Of course I think it’s exciting; it’s partly my idea to get this thing going. I’ve lived in California a long time now, and am a native (though I spent some formative years “back East,” as we say “out here”). But the project has finally gone from being a mental hobby to being an interdisciplinary collaborative project that is getting traction.
TECC has a website, a steering committee, a call for papers to gather submissions for a proposed session at the national ETS meeting in San Francisco in November 2011 (Richard Mouw is already committed to present at it), and initial plans for a series of conferences and consultations.
This week, Joe Gorra at the Evangelical Philosophical Society’s blog interviewed 2/3 of the steering committee (Jason Sexton and me) about the status of the project. Here’s a key quote from the interview:
It would probably be in bad taste to belabor a Gold Rush analogy, but I think that California as a theological subject is resource-rich and under-explored.
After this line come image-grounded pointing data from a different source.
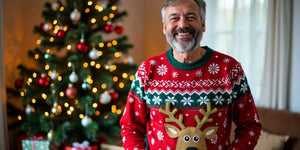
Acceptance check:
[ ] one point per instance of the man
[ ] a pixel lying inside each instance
(188, 97)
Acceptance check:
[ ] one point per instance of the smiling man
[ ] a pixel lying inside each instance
(188, 97)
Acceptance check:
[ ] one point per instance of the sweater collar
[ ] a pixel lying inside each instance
(189, 66)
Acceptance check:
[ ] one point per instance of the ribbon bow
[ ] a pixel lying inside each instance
(83, 145)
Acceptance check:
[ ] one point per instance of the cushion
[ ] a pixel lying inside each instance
(270, 141)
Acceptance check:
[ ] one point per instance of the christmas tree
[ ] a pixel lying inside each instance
(85, 72)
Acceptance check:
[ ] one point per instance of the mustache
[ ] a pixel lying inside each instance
(186, 29)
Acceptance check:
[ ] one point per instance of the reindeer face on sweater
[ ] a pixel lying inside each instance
(190, 137)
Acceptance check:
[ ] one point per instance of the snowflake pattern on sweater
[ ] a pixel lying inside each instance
(216, 78)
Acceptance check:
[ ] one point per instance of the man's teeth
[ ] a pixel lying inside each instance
(183, 34)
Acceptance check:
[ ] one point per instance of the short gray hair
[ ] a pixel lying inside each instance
(200, 3)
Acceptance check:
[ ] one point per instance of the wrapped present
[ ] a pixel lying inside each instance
(36, 144)
(85, 145)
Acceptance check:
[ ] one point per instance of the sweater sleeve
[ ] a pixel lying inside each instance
(133, 121)
(244, 114)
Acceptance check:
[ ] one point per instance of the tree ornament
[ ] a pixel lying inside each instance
(54, 6)
(43, 81)
(119, 29)
(54, 75)
(94, 54)
(73, 77)
(29, 109)
(61, 33)
(47, 26)
(75, 15)
(71, 91)
(82, 46)
(85, 85)
(86, 121)
(108, 27)
(19, 83)
(114, 95)
(50, 135)
(105, 98)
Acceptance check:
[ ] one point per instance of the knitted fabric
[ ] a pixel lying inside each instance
(216, 79)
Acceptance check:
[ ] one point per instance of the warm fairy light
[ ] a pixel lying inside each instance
(44, 96)
(94, 90)
(131, 77)
(105, 18)
(81, 116)
(87, 10)
(119, 111)
(103, 86)
(61, 8)
(124, 75)
(109, 44)
(47, 67)
(97, 113)
(71, 108)
(95, 105)
(115, 78)
(38, 42)
(51, 39)
(92, 63)
(69, 112)
(114, 7)
(93, 20)
(69, 47)
(61, 94)
(34, 75)
(121, 85)
(98, 66)
(118, 54)
(36, 56)
(114, 42)
(111, 15)
(101, 45)
(100, 53)
(69, 64)
(66, 104)
(54, 22)
(85, 65)
(59, 78)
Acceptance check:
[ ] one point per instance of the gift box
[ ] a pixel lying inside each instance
(82, 146)
(33, 144)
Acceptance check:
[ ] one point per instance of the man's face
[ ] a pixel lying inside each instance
(183, 27)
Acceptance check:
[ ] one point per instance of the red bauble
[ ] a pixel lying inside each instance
(19, 83)
(82, 47)
(61, 34)
(43, 81)
(108, 28)
(71, 92)
(119, 29)
(114, 96)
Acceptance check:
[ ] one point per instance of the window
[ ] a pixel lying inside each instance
(237, 28)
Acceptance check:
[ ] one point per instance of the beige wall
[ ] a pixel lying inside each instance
(142, 26)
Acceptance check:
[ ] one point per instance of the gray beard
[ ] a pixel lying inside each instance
(191, 45)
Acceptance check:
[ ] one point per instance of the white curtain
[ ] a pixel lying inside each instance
(274, 93)
(3, 122)
(238, 28)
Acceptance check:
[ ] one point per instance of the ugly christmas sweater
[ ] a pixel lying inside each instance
(190, 105)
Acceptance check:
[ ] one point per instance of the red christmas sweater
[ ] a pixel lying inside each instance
(190, 105)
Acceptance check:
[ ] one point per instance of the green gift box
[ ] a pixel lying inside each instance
(31, 144)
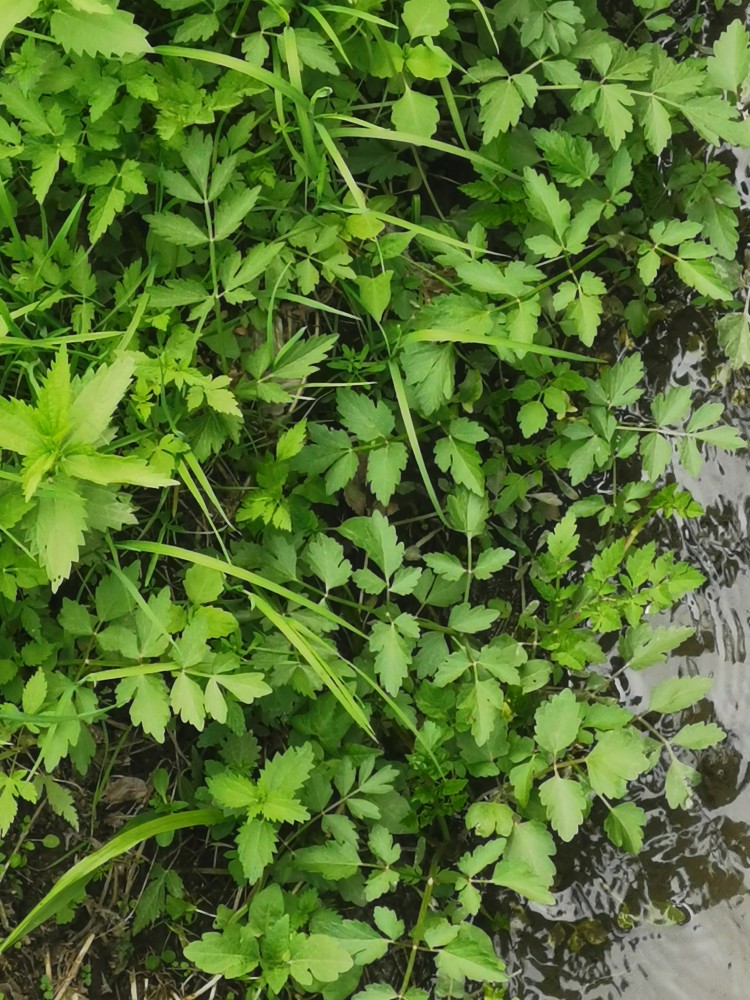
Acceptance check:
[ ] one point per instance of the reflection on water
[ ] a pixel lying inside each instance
(674, 922)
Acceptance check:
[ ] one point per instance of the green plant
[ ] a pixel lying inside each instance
(305, 413)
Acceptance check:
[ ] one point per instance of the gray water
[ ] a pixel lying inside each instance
(674, 922)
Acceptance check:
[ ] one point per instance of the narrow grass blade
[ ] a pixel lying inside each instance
(323, 670)
(438, 336)
(254, 579)
(68, 885)
(411, 433)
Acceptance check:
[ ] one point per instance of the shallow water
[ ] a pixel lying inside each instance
(674, 922)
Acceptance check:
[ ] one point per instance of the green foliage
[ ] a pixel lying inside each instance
(302, 469)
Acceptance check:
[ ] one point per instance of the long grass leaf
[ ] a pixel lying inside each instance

I just started poking around a little bit in the area of California literary regionalism as an amateur investigator, trying to solve the small-scale problem of “what are the California great books I should assign?” What I discovered is that there’s been some really good work done on that subject by real literary scholars. But when it comes to theologians, we just haven’t done enough with California. As soon as I started using the tools of my own trade and asking theological questions, I found vast stretches of unexplored intellectual territory. I may not have cried “Eureka,” but I am sending out the word that there’s work to be done here for many hands.